Bronny James played meaningful minutes in the first half against the Philadelphia 76ers Tuesday night and it didn’t go well. How are we supposed to view him?
For one, as a modern success story that he’s still alive given his cardiac arrest at USC before his freshman year. Perhaps it doesn’t register the same way as Damar Hamlin, because America watched that on Monday Night Football and absorbed the danger in real time while hearing about LeBron James’ son with a measure of distance.
But here’s where it gets tricky: Are we supposed to treat the younger James as a sideshow or a professional basketball player? The James family had the heartwarming moment on opening night, the picture with the Griffey father and son tandem and all the pomp and circumstance Los Angeles has to offer.

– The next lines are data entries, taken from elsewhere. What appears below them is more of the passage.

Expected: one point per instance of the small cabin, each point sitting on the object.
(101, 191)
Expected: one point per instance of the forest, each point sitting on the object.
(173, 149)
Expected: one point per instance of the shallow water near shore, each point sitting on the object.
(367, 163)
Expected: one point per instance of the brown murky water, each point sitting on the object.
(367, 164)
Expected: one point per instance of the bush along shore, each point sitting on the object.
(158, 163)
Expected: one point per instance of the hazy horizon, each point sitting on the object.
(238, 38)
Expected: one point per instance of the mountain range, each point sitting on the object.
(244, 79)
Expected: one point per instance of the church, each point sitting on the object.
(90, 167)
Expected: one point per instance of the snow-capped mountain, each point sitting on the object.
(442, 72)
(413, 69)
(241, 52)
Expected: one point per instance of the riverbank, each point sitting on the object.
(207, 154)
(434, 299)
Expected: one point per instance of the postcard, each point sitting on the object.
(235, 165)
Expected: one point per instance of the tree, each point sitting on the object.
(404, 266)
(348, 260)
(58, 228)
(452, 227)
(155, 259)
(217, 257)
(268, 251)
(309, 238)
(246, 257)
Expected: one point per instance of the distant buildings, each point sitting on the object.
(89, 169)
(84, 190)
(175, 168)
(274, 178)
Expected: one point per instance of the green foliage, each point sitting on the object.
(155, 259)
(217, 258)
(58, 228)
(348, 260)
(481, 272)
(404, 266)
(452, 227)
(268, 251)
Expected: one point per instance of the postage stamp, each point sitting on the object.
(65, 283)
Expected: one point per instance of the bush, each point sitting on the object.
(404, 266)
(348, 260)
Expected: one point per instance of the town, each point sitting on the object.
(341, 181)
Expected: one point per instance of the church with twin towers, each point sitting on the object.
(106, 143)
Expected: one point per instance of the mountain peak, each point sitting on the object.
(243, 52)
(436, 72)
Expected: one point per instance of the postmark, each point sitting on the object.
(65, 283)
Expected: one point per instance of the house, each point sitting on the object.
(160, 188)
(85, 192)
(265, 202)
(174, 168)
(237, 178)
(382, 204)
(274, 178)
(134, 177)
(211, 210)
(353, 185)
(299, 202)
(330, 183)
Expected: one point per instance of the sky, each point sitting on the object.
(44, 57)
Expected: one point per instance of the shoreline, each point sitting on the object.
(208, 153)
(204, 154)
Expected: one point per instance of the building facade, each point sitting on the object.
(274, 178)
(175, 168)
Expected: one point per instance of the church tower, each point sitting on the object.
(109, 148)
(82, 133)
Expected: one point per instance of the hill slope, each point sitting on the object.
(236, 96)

As a professional, it’s clear he doesn’t belong right now. A lot of 55th overall picks have a hard time getting on the floor in their rookie year, if at all. The game is too fast for him, and he lacks an overall aggressiveness that would take up the slack for the experience he doesn’t yet have — and at his height, he has to play with a desperation.
You know where he would’ve gotten that? College. Playing big-time college basketball, even transferring from USC and proving he could dominate there, would’ve been ideal. He needs to play basketball and lots of it — and the NBA schedule is too unforgiving for teams to practice much, let alone one with a 40-year-old LeBron James as one of the bell cows.
Even in the G-League, he’s played three regular-season games (he’s played seven in the tip-off tournament, which is the equivalent to the NBA Cup), so 10 total, shooting 43 percent in the three games, and 37 in the tip-off tournament. There’s a discussion to be had about college basketball holding on to itself so tightly that the NBA can’t truly partner with it for the betterment of all, but that’s for another day.
For Bronny James, this can’t be fun and one can imagine this doesn’t seem like it’ll benefit him in the long run. Most competitors want to feel like they belong and have earned it, it breeds confidence and everyone can see it.
And of course, social media has taken it to the extreme. When he had a good game in the G-League, supporters who barely even watched highlights couldn’t wait to crow, as if it’s proof he will produce that way in The Show.
And when he gets eaten alive by Tyrese Maxey (who does it to the best of pros) it’s seen by the more pessimistic that every time he’s on the floor it’s an embarrassment to the league and that LeBron James has put his son in a jacked-up position.
None of that can feel good to a young person in a generation that’s constantly online, seeing and hearing everything. One wonders if given the opportunity to do it over again, he would’ve taken a more pragmatic route, got his stripes on the wall in college basketball and maybe tried to enter the draft after his sophomore or even junior year — if he showed it.
But once you’re handed a guaranteed contract in a dog-eat-dog league, you better show you have the dog in you — otherwise it’s not the folks on social media who’ll make you feel worse, or talking heads.
It’s the ones who desperately need to show to everyone they belong — which means showing to everyone that you don’t.
Quick predictions: Are De’Aaron Fox and Jimmy Butler on the move?
If one is optimistically approaching these stalemates, for the sake of the NBA and its league office, these deals get done this weekend.
For Jimmy Butler, it seems — key word, “seems” — the choices are Golden State and Phoenix. And don’t count out Golden State given the price coming down from Miami’s standpoint.
With Fox, one would assume a deal with San Antonio could be on the horizon, the deadline is less than a week away and it would behoove all to move on sooner rather than later.